Posts

Showing posts with the label DAILY MAIL

A new sister for Peppa Pig

… born in – oink, oink – the same hospital wing as – oink, oink – the Duchess of Cambridge’s children. (Reported in the Daily Mail.)

I’m fond of this gentle show.

So were my sons, for two or three weeks. They’ve moved on to “better” things.

♦ ♦ ♦ ♦ ♦

Karin & I have been married for nine years. Today is our anniversary.

♦ ♦ ♦ ♦ ♦

I watched the Europa League final: Potato Tots 1, Manchester United 0. Just abysmal. It wasn’t dull. It was kinda thrilling. But the quality of play was very bad indeed.

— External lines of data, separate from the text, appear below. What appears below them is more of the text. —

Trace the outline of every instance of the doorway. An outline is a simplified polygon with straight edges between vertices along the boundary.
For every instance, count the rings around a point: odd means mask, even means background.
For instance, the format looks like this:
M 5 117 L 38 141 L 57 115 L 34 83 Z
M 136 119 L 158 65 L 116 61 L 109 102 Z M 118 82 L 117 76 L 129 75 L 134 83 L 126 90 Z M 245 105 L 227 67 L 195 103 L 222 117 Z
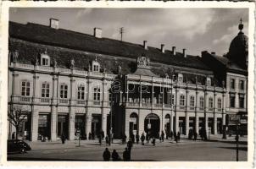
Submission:
M 144 130 L 150 137 L 159 138 L 159 117 L 153 113 L 148 114 L 144 120 Z

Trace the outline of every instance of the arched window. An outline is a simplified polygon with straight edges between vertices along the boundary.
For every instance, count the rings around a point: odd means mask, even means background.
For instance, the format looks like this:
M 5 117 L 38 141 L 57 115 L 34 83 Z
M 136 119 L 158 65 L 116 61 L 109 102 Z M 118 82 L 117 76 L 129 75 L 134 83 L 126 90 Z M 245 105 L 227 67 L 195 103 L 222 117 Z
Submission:
M 100 89 L 98 87 L 93 89 L 93 101 L 100 101 Z
M 209 98 L 209 107 L 213 108 L 214 107 L 214 100 L 212 97 Z
M 185 95 L 181 95 L 180 105 L 181 106 L 185 106 Z
M 194 95 L 190 96 L 190 106 L 195 106 L 195 96 Z
M 218 99 L 217 104 L 218 104 L 218 109 L 221 109 L 222 108 L 222 101 L 221 101 L 220 98 Z
M 204 106 L 204 100 L 203 100 L 203 97 L 201 96 L 199 99 L 199 107 L 203 108 L 203 106 Z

The Europa League isn’t a bad competition. Watching this game, I recalled a few teams from last year’s tournament that surely were better than both of today’s finalists:
  • AEK
  • Atalanta
  • Brighton
  • Leverkusen
  • Liverpool
  • Marseille
  • Qarabag
  • Roma
  • Sparta Prague
  • West Ham
♦ ♦ ♦ ♦ ♦

Habeas corpus: “a constitutional right that the president has, to be able to remove people from this country and suspend their rights” – according to Kristi Noem (U.S. Secretary of Homeland Security; former governor, South Dakota).

Good grief.

Mitfords, pt. 8; body-text fonts, pt. 26: Dante; effects of nuclear attack

N. Mitford’s seventh novel, The Blessing (1951), is about an Englishwoman who moves to France with her promiscuous French husband and their son (and their son’s English, xenophobic nanny, who once was the Englishwoman’s nanny).

France-Britain comparison had been creeping into Mitford’s previous novels and here is “on at full blast.” Mitford lived her last years in France.

The dedication is to Evelyn Waugh.

My reading copy is The Penguin Complete Novels of Nancy Mitford: nearly 1,000 large pages set in teeny-tiny Dante (a font with pleasing apostrophes). What follows is a rather atypical passage for Mitford, since the main speaker is from the USA. The setting is a dinner party. The New Worlders want to talk global politics; the Old Worlders want to forget warring and get back to bedroom politics.


– let me finish –
what they ought to do in the case of atomic explosion, such explosion is robbed of half, or one-third, its terrors.’

‘Thank you, Charlie,’ said Mr Dexter. ‘I for one feel a lot easier in my mind. There is nothing so dangerous as a policy of lassair-aller, and I am very glad that the great American public, if I may say so, M. de Valhubert, without offending your feelings, is not hiding its head in the sand, but is looking the Bomb squarely in the eye.’
(“Heck” – para. 3 – is not an expletive but a British-conceived U.S. diminutive of “Hector.”)

This is hardly my favorite N. Mitford passage. But it goes nicely with this remarkable essay in the Daily Mail, also read by me today, which gives “macabre minute-by-minute detail” about what would happen during a nuclear attack. (Hat tip: Leiter.)

Sobering stuff, even if flanked by links to articles about celebrities, conjoined twins, sea monsters, and UFOs.

Tabloids

May 6, 2023: coronation day for Charles and his Queen Consort. Mark your calendars. Who knows when another coronation will occur?
Palace insiders told the Mail on Sunday that the Duke of Norfolk … had been tasked with making it a simpler, shorter and more diverse ceremony that reflects modern Britain. “The King has stripped back a lot of the coronation in recognition that the world has changed in the past 70 years,” a source told the paper.

One change reportedly being discussed is for a more relaxed dress code, with peers possibly dressed in lounge suits rather than ceremonial robes.
… the Guardian says.
The government and royal household will be conscious of the scale of the coronation in the light of the cost of living crisis facing the country.
Such backhanded compliments are often in the news. Guardian readers do not esteem the Royals. Even so, they lap up their lives and rituals like cream. Papers like the Mail aren’t the only ones beholden to the monarchy.

The Guardian is happy to quote the King when it wishes to take shots at the Prime Minister. No one expresses withering, casual contempt better than a thorough snob does. That is one of the most serviceable functions of the aristocracy. Just as civilians need soldiers to fight invaders and police to keep criminals at bay, the people need kings and dukes to show the most exquisite disdain for the politicians they elect, for their fellow human beings.

♦ ♦ ♦ ♦ ♦

Barcelona and Inter contested a thrilling Champions League match yesterday.

Meanwhile, I was viewing a mediocre match between Rangers and Liverpool. I turned it off with less than half an hour to play. Liverpool had just gone up 3 goals to 1, and the benched Mo Salah was about to enter the game.

Much later, I found out that he scored thrice in six minutes. The match ended 7 to 1.